Behind a paywall, a recent Breitbart article argues that “Chinese Pastor Freed on July 4 Weekend Scared Beijing by Popularizing Zoom Worship During the Pandemic.” Maybe Beijing got even more scared of independent religious worship thanks to Zoom and Ezra Jin Mingri. But the Chinese government had been scared of religion for a long time.
After his arrest last October, China Change reported on Pastor Jin’s activities in the People’s Republic of China in some detail. Jin founded his Protestant church in 2007 at the request of fellow worshipers. Within a year, it had acquired 300 congregants, a number dwarfed by later growth. The government paid attention (November 4, 2025).
The “relevant organs” quickly found him and invited him out for dinner. Pastor Jin was a gentle-mannered man and had no objection to meeting and speaking with government officials. They treated him politely; after all, he had spent a decade working in Beijing’s official Three-Self church system. But after some niceties, they made clear the purpose of their meeting: they wanted Jin Mingri to bring Zion Church into the Three-Self framework.
(A Three-Self church is one supervised by the government in accordance with the alleged principles of “self-governance, self-support, and self-propagation.” What may sound like references to preserving the independence of the church—from, say, government interference—are in fact references to government-mandated “independence” from foreign influence…in order to be better subject to the restrictive oversight of Beijing.)
“You know,” Pastor Jin told them, “I’ve brought my wife and children back with me from America. I’ve thought things through.”
At first, the officials didn’t get it. When they realized that Jin was saying—“Do what you may against me, I’m ready for it”—they exclaimed:
“Oh no! Pastor Jin, we’re very sorry! We didn’t mean anything like that! It’s a different era now.”
That embarrassed “gee, you’ve misunderstood us completely” attitude didn’t last. By 2018, unregistered Christian churches had been subjected to years of relentless attack. Pastor Jin
hoped that his congregation would display courage, and remain in a faithful state of mind even under such harsh and discouraging circumstances…..
The persecution they had feared soon arrived, though perhaps it had been brewing for a long time. From its founding until 2018, Zion Church had, despite the occasional threats and interference, developed steadily for eleven years. By 2018, the church had ten meeting venues across Beijing, with about 1,500 people regularly attending worship and other activities.

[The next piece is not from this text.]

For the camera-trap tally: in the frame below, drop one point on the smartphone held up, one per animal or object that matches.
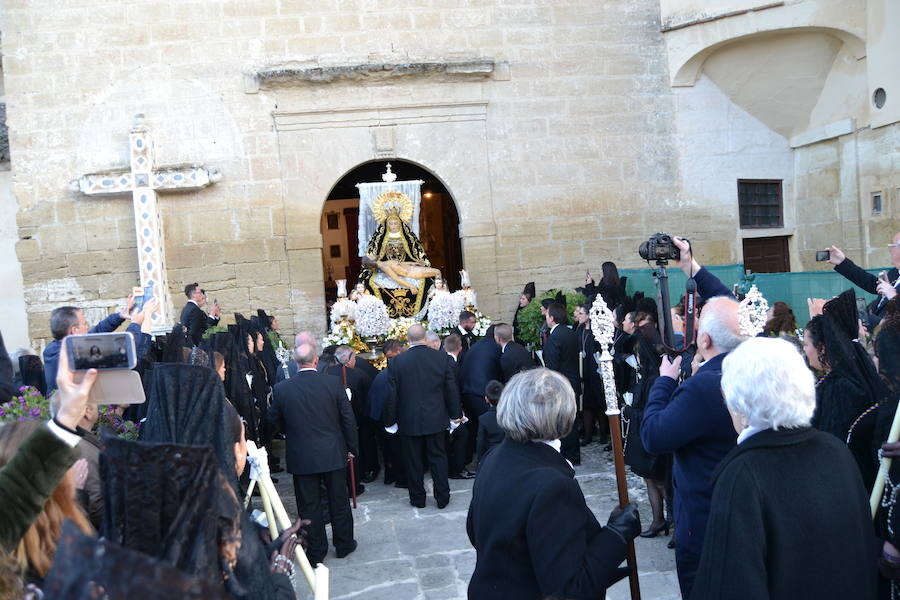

Between March and April, under government orders, the property management company suddenly demanded that the church install 24 CCTV surveillance cameras in its third-floor worship space and other rooms in the Long Bao Chen building, citing “fire safety” requirements. The church refused.
Further harassment ensued, including of many individual congregants, and finally the property owner terminated the church’s lease (five years early). Other Zion Church sites in Beijing would also be shut down.
An administrative committee of the church suggested that the pastor and his family “leave China for a while to see if that might ease the pressure.” It didn’t. The raids and harassment continued, and Pastor Jin felt obliged to return. But he left his family in the United States.
Pastor Jin had already experimented with making church services available on video in 2013. The move to the Internet came six years later.
As the Chinese New Year of 2019 approached, many members of the congregation, who came from all corners of the country, returned to their hometowns for the holidays. One of the church’s tech staff suggested running an online service for the scattered congregation. That was how Zion Church held its first worship via the internet.
Soon after that came the novel coronavirus pandemic, spreading out of Wuhan. In January 2020, as Wuhan and the surrounding Hubei province went under lockdown and an atmosphere of fear and unease set in nationwide, Zion became the first church in China to hold online services open to the public. During the first Zoom service, the 300-person meeting room was instantly full. By the second week, attendance reached 500; by the third week, more than 1,000…at the peak, over 3,000 people joined a single service.
As the pandemic spread, so did the lockdowns. With people confined to their homes, over a thousand pastors and church leaders across China began joining Zion’s online services to observe and learn about online worship.
Pastor Jin was bewildered. It felt to him as though God had been preparing Zion Church for this moment ever since 2013.
Now that Pastor Ezra Jin Mingri has been released from prison, has left China, and has been reunited with his family in the United States, does this mean the end of his involvement in the Zion Church? He doesn’t seem to have said anything yet about his plans. But he knows how to use Zoom. And you don’t have to be in the same country with the other people joining a Zoom meeting.